Читаем Протяжение точки полностью

И даже тут Толстой не осмеливается прямо взглянуть на Москву: он смотрит на нее глазами Ростова и видит только то, что знакомо Ростову. Отбитую штукатурку и тротуарный столб. Как будто внешность Москвы заколдована и на нее нельзя смотреть прямо — только «через зеркало», глазами героя.

И вторая «находка», не менее первой показательная: мы в самом конце «мирной» половины книги, читаем последний абзац последней главы [44], в которой Пьер Безухов навещает Наташу Ростову, только приходящую в себя после разрыва с князем Андреем. Пьер успокаивает ее, прощается, выходит на морозный воздух (мороз невидим, зато сказано, что в нем десять градусов), садится в сани и направляется домой. И вдруг опять, во второй раз с начала романа, является видимая Москва. Над грязными, полутемными переулками, над черными крышами стояло темное, звездное небо.

Все, дальше только про небо и комету!

Два обрывка из двух проходных фраз: это все, что упомянуто о видимой Москве. И каких обрывка! Карниз с отбитой штукатуркой, крыльцо, тротуарный столб, грязные полутемные переулки и черные крыши. Все, более ни слова. Десять слов на восьмистах страницах! При этом в первом случае Толстой прячется за Ростова, смотрит его глазами, во второй раз, только зацепив взглядом черные крыши, тут же поднимает взор (Пьера) к звездному небу.

В следующей фразе как будто указана разгадка столь намеренного невидения Москвы Толстым. Пьер, только глядя на небо, не чувствовал оскорбительной низости всего земного в сравнении с высотою, на которой находилась его душа. Вот в чем дело: душа его вознеслась после разговора с Наташей, когда, утешая ее, Пьер внезапно объяснился ей в любви. Вот что имеет своим основанием удивительное московское зрение Толстого, которое, оказывается, есть в Москве не просто зрение, но наблюдение души. Поэтому ничего нельзя прямо видеть в Москве: потому что так может быть повреждено ее «невидимое» зрелище как идеальное помещение души.

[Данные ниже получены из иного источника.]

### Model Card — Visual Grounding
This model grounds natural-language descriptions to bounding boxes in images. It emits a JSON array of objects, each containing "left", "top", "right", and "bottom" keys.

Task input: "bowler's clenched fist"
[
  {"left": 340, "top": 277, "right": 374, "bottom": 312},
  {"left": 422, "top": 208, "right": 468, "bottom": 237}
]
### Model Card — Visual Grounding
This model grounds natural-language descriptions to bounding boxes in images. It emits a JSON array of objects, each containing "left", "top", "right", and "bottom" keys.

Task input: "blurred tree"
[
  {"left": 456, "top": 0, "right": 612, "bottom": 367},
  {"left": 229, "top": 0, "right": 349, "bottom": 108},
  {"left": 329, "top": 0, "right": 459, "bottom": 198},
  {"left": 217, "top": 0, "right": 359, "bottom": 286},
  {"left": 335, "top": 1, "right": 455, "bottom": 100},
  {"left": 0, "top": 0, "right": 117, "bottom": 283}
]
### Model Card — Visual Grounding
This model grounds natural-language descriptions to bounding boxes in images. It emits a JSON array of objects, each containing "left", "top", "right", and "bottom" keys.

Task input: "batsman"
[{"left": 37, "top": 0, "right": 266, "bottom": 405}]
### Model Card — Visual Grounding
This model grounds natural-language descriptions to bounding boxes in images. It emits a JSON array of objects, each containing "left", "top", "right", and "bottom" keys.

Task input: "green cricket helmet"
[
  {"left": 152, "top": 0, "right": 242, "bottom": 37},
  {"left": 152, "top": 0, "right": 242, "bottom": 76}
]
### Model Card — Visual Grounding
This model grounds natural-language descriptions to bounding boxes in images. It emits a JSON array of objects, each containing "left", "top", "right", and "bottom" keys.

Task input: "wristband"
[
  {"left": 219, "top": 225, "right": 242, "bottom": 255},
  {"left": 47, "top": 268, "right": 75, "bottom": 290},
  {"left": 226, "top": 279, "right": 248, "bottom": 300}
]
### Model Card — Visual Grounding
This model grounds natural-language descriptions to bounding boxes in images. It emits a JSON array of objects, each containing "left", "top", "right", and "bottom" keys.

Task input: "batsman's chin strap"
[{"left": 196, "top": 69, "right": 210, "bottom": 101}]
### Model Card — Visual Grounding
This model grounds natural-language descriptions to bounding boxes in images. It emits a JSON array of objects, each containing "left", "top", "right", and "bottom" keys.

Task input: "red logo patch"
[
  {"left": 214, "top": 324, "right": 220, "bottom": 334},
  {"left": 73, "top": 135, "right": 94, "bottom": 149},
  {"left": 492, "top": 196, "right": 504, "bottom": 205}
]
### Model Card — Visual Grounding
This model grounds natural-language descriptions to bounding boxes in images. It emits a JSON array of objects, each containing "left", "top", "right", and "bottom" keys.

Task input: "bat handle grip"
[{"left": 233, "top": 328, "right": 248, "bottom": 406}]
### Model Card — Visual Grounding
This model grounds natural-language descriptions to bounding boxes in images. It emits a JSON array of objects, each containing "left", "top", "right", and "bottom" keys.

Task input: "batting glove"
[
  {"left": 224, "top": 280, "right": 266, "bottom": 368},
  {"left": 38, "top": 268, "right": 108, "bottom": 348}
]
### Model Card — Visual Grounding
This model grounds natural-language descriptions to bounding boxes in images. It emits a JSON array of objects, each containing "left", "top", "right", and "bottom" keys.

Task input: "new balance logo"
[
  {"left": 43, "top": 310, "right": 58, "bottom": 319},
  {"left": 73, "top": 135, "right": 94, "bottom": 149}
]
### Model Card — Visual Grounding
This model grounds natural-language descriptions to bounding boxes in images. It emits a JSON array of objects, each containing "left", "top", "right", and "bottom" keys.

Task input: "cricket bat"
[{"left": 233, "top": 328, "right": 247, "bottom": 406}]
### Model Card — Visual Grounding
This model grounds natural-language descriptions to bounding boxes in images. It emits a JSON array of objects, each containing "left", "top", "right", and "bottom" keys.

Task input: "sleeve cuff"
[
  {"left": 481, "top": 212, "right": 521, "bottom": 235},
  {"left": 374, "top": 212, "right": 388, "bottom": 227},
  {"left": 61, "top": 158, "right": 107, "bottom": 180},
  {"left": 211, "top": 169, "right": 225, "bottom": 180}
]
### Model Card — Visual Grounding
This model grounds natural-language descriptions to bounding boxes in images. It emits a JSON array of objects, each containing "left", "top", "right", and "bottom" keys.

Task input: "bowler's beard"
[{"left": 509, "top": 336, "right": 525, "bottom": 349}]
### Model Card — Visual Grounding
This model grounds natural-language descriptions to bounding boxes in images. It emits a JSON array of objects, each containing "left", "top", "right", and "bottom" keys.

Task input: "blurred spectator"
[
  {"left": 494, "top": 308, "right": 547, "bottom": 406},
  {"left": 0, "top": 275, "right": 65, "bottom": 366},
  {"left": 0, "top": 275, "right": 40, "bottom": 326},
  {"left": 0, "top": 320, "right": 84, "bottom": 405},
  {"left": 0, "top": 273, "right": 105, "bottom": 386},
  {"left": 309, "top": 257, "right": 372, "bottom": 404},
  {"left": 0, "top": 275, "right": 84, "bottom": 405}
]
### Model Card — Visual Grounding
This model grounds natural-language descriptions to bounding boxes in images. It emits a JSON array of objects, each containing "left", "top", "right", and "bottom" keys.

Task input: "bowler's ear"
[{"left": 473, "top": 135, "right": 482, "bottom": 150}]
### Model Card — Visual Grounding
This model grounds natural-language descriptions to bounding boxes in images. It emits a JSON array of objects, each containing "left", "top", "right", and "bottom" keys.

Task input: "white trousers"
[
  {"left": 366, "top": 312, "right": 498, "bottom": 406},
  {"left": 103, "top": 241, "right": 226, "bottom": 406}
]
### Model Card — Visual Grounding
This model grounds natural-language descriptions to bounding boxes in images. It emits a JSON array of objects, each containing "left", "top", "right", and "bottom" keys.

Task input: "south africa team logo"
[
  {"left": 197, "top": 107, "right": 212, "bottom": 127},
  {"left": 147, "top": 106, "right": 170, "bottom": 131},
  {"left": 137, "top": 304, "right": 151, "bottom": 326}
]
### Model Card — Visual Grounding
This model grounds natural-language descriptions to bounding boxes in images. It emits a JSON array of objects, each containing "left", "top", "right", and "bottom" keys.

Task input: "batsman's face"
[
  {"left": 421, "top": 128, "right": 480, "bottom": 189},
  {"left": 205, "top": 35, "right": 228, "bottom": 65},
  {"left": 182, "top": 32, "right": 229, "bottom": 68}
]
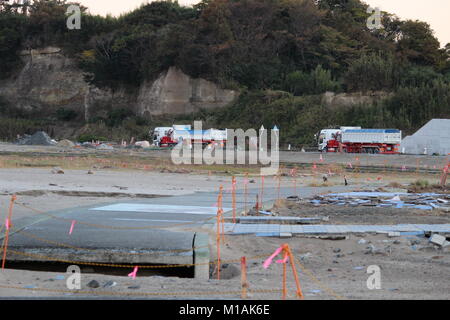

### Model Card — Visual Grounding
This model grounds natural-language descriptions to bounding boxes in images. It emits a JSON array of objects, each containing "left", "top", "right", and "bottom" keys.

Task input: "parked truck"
[
  {"left": 151, "top": 125, "right": 227, "bottom": 147},
  {"left": 317, "top": 127, "right": 402, "bottom": 154}
]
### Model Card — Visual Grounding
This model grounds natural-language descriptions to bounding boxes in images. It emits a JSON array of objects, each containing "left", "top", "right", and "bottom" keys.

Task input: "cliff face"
[
  {"left": 137, "top": 67, "right": 237, "bottom": 117},
  {"left": 322, "top": 91, "right": 391, "bottom": 108},
  {"left": 0, "top": 47, "right": 238, "bottom": 120}
]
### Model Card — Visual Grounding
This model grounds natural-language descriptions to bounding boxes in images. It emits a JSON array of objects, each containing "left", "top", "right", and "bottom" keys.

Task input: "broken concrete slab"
[
  {"left": 429, "top": 234, "right": 447, "bottom": 246},
  {"left": 388, "top": 232, "right": 401, "bottom": 237},
  {"left": 308, "top": 192, "right": 450, "bottom": 211}
]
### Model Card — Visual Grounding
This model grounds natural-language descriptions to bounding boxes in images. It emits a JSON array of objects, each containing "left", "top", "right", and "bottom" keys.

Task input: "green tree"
[
  {"left": 345, "top": 53, "right": 397, "bottom": 91},
  {"left": 285, "top": 65, "right": 341, "bottom": 95},
  {"left": 396, "top": 20, "right": 445, "bottom": 68}
]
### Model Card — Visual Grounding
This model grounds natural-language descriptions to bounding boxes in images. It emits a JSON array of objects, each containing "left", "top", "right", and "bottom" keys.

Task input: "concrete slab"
[
  {"left": 224, "top": 223, "right": 450, "bottom": 236},
  {"left": 1, "top": 185, "right": 355, "bottom": 275}
]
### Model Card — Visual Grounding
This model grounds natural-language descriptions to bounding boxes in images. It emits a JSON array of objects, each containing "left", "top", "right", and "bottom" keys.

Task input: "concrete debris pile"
[
  {"left": 135, "top": 141, "right": 151, "bottom": 148},
  {"left": 16, "top": 131, "right": 56, "bottom": 146},
  {"left": 56, "top": 139, "right": 75, "bottom": 148},
  {"left": 77, "top": 142, "right": 114, "bottom": 150},
  {"left": 309, "top": 192, "right": 450, "bottom": 211}
]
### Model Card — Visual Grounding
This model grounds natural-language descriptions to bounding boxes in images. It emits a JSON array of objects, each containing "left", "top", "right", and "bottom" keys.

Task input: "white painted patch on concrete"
[
  {"left": 112, "top": 218, "right": 193, "bottom": 223},
  {"left": 90, "top": 203, "right": 230, "bottom": 215}
]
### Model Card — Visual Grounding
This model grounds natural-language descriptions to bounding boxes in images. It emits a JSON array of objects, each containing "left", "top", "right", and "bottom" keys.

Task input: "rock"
[
  {"left": 333, "top": 248, "right": 341, "bottom": 253},
  {"left": 358, "top": 239, "right": 367, "bottom": 244},
  {"left": 103, "top": 281, "right": 117, "bottom": 288},
  {"left": 215, "top": 264, "right": 240, "bottom": 280},
  {"left": 299, "top": 253, "right": 312, "bottom": 261},
  {"left": 87, "top": 170, "right": 94, "bottom": 175},
  {"left": 128, "top": 285, "right": 140, "bottom": 290},
  {"left": 365, "top": 244, "right": 378, "bottom": 255},
  {"left": 87, "top": 280, "right": 100, "bottom": 288},
  {"left": 51, "top": 167, "right": 64, "bottom": 174},
  {"left": 57, "top": 139, "right": 75, "bottom": 148}
]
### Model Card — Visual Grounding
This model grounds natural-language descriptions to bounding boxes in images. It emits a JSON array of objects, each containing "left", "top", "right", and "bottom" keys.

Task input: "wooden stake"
[
  {"left": 284, "top": 244, "right": 304, "bottom": 299},
  {"left": 2, "top": 195, "right": 17, "bottom": 270},
  {"left": 232, "top": 176, "right": 236, "bottom": 224},
  {"left": 244, "top": 173, "right": 248, "bottom": 215},
  {"left": 277, "top": 173, "right": 281, "bottom": 201},
  {"left": 216, "top": 187, "right": 223, "bottom": 280},
  {"left": 241, "top": 257, "right": 248, "bottom": 299},
  {"left": 219, "top": 186, "right": 225, "bottom": 244},
  {"left": 260, "top": 175, "right": 264, "bottom": 208},
  {"left": 282, "top": 250, "right": 288, "bottom": 300},
  {"left": 440, "top": 164, "right": 449, "bottom": 187}
]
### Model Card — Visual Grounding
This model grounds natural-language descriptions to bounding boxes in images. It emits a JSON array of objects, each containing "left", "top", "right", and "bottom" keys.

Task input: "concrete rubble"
[
  {"left": 308, "top": 192, "right": 450, "bottom": 211},
  {"left": 16, "top": 131, "right": 56, "bottom": 146},
  {"left": 429, "top": 234, "right": 450, "bottom": 247}
]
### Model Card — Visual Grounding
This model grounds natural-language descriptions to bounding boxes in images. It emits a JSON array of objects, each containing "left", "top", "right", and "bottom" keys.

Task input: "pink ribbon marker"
[
  {"left": 5, "top": 218, "right": 10, "bottom": 231},
  {"left": 128, "top": 266, "right": 138, "bottom": 280},
  {"left": 276, "top": 255, "right": 289, "bottom": 264},
  {"left": 263, "top": 246, "right": 284, "bottom": 269},
  {"left": 244, "top": 178, "right": 249, "bottom": 185},
  {"left": 69, "top": 220, "right": 76, "bottom": 235}
]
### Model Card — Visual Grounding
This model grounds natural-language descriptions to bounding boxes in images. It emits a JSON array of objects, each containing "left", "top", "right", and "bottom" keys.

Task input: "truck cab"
[
  {"left": 317, "top": 129, "right": 341, "bottom": 152},
  {"left": 151, "top": 127, "right": 173, "bottom": 146}
]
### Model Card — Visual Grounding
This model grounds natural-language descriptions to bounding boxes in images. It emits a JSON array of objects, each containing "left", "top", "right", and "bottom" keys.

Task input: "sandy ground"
[
  {"left": 0, "top": 233, "right": 447, "bottom": 299},
  {"left": 0, "top": 146, "right": 448, "bottom": 300}
]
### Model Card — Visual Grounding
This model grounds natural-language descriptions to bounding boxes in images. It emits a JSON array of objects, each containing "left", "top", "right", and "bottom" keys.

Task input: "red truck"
[{"left": 318, "top": 127, "right": 402, "bottom": 154}]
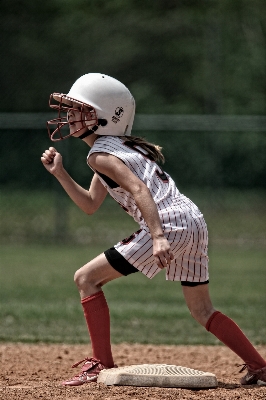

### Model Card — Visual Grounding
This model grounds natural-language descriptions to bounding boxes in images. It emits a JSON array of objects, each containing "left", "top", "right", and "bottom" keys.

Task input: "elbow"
[
  {"left": 84, "top": 197, "right": 102, "bottom": 215},
  {"left": 85, "top": 208, "right": 96, "bottom": 216},
  {"left": 86, "top": 210, "right": 94, "bottom": 216},
  {"left": 85, "top": 204, "right": 100, "bottom": 215},
  {"left": 132, "top": 182, "right": 150, "bottom": 198}
]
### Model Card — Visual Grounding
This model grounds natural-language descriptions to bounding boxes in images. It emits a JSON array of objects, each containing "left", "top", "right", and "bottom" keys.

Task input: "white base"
[{"left": 98, "top": 364, "right": 218, "bottom": 388}]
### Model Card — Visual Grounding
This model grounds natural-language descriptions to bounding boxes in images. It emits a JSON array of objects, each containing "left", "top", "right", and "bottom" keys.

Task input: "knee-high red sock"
[
  {"left": 81, "top": 291, "right": 114, "bottom": 368},
  {"left": 206, "top": 311, "right": 266, "bottom": 370}
]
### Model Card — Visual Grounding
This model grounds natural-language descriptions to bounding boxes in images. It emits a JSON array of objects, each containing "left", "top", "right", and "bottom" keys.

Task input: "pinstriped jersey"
[
  {"left": 87, "top": 135, "right": 209, "bottom": 283},
  {"left": 87, "top": 135, "right": 202, "bottom": 230}
]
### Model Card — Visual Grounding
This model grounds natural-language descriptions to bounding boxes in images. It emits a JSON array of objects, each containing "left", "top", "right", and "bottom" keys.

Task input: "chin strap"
[
  {"left": 78, "top": 119, "right": 107, "bottom": 140},
  {"left": 78, "top": 125, "right": 98, "bottom": 139}
]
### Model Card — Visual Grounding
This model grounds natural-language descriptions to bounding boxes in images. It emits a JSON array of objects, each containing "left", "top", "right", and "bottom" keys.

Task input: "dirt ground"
[{"left": 0, "top": 343, "right": 266, "bottom": 400}]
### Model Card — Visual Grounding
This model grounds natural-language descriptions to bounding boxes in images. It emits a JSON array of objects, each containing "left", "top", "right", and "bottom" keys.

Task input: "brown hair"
[{"left": 121, "top": 135, "right": 165, "bottom": 164}]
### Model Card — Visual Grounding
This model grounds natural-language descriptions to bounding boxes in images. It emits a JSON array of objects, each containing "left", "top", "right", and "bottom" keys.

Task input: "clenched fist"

Это не значит, что Толстой как писатель не склонен к прямому изображению мира в слове. «Оптический» прием Толстого, его сокровенное наблюдение действует только в Москве; только на Москву нельзя смотреть прямо, чтобы не спугнуть полет души. Весь остальной мир Толстой способен разглядывать подробно, во всех деталях. Причем — еще один удивительный закон толстовской «оптики» — чем дальше действие от Москвы, тем яснее взгляд Толстого. Лучше всего видна заграница, австрийский поход русской армии. Батальные сцены зарубежных кампаний полны реальных описаний, они ярко зримы и, словно специально по контрасту с Москвой, прописаны во всех подробностях. Как будто слово за границей прочно привязано к предмету (тут опять вспоминается «оптик» Карамзин), в Москве же, мирной, довоенной, ему крепиться не к чему — какое может быть крепление к душе?

* * *

И вот заканчивается первая половина романа, заканчивается мирная жизнь; Европа — тот как раз предметный, внешний мир, насквозь зримый, надвигается на Москву и постепенно поглощает ее. Не просто поглощает, но уничтожает ее прежнюю: разрывает, разрезает покров ее души чуждым взглядом. И Толстой, еще раз отметим это — не сам, но вслед за Европой, вслед за вторгшимися в город французами, — наконец, прозревает, открывает глаза на Москву. Огнем пожара она теперь ясно для него освещена: описания города делаются подробны и даже многословны. После десяти слов в первой половине романа являются целые главы, посвященные прямому зрелищу Москвы.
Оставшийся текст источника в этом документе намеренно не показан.